# Very slow system



## smoofy (Nov 29, 2012)

Hi all,
I am having a following problem. I have installed FreeBSD 9 on my older X60 ThinkPad vith Gnome2 an it is unbelievable slow. I have had FreeBSD before with Gnome on much older machines and those were not as slow as this one is and almost any installation of linux works just fine with reasonable pace. Have any of you guys encountered similar problem and is there any solution or do I need to change OS again?
Thanks


----------



## smoofy (Nov 29, 2012)

I also forgot to mention that machine almost always switch off due to overheating when compiling kernel or any other software so for this occasions I have to limit the CPU performance as well.


----------



## jb_fvwm2 (Nov 29, 2012)

Use a window manager with less resource usage than gnome? ... fvwm2... for instance, you may find advanced .fvwm2rc (or whatever) on the web that would set it up without much extra work.


----------



## jb_fvwm2 (Nov 30, 2012)

smoofy said:
			
		

> I also forgot to mention that machine almost always switch off due to overheating when compiling kernel or any other software so for this occasions I have to limit the CPU performance as well.



For a reason not wholly unrelated to that one, as soon as I put Freebsd-9 GENERIC on any modern CPU I recompiled the kernel to remove the debugging line and paragraph, it seemed to fix it.
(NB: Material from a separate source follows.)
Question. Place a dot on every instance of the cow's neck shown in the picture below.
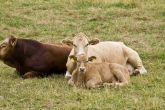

So
it may help in this instance if you know how to do it without too much trouble.


----------



## ORTO-DOX (Nov 30, 2012)

smoofy said:
			
		

> I also forgot to mention that machine almost always switch off due to overheating when compiling kernel or any other software so for this occasions I have to limit the CPU performance as well.


I have a several examples in my own experience, that high temperature of system has as result very slow system.
You can check that version by good cleaning of cooler on that notebook for better cooling (It often happens that cooler is dirty with time and CPU are warm)


----------



## smoofy (Nov 30, 2012)

Thanks to all for replies,
I am running CentOS 5 with Gnome2 on T40 with 512MB ram and Pentium M procesor and it runs without any trouble. I try to follow the path jb_fvwm2 sugested with kernel recompiling which I would do anyway. I have cleaned notebook already so it is not the issue as other OS's works flawlessly in it. Thing is that I would like to use gnome switching with awesome, which I am used to for work but need to fix problem with the speed first.


----------



## smoofy (Dec 4, 2012)

I have tried to mess around with the system in last few days. Unfortunately system is slower and slower and at the very moment is unusable even after I recompiled the kernel according to sugestion above. It is really weird as like I said before, on many years older machine with quarter of RAM and much slower CPU system is perfectly usable. I have even checked on HDD errors recently so that should not be the issue. I try to run HDD and memory check again just to make sure it is not hardware but strange is that any other OS's namely CentOS 6 and BackTrack 5 worked just fine.


----------



## smoofy (Dec 5, 2012)

So I am bringing you another update on previous post. Memtest and badblocks passed with no errors what so ever, no smart errors reported and system works normally from any live CD I have found. So clearly it must be FreeBSD fault. 
Tree options are coming to me. 

1. Incorectly compiled X system
2. Incorectly compiled GNOME
3. Kernel fault

Even though system seems to be ok in CLI if it is issue with kernel CPU instructions it could easily be only visible during higher load like mentioned X system and WM.
I am unwilling to give up so early so I would really appreciate any kind of relevant suggestion at the moment.
Thanks


----------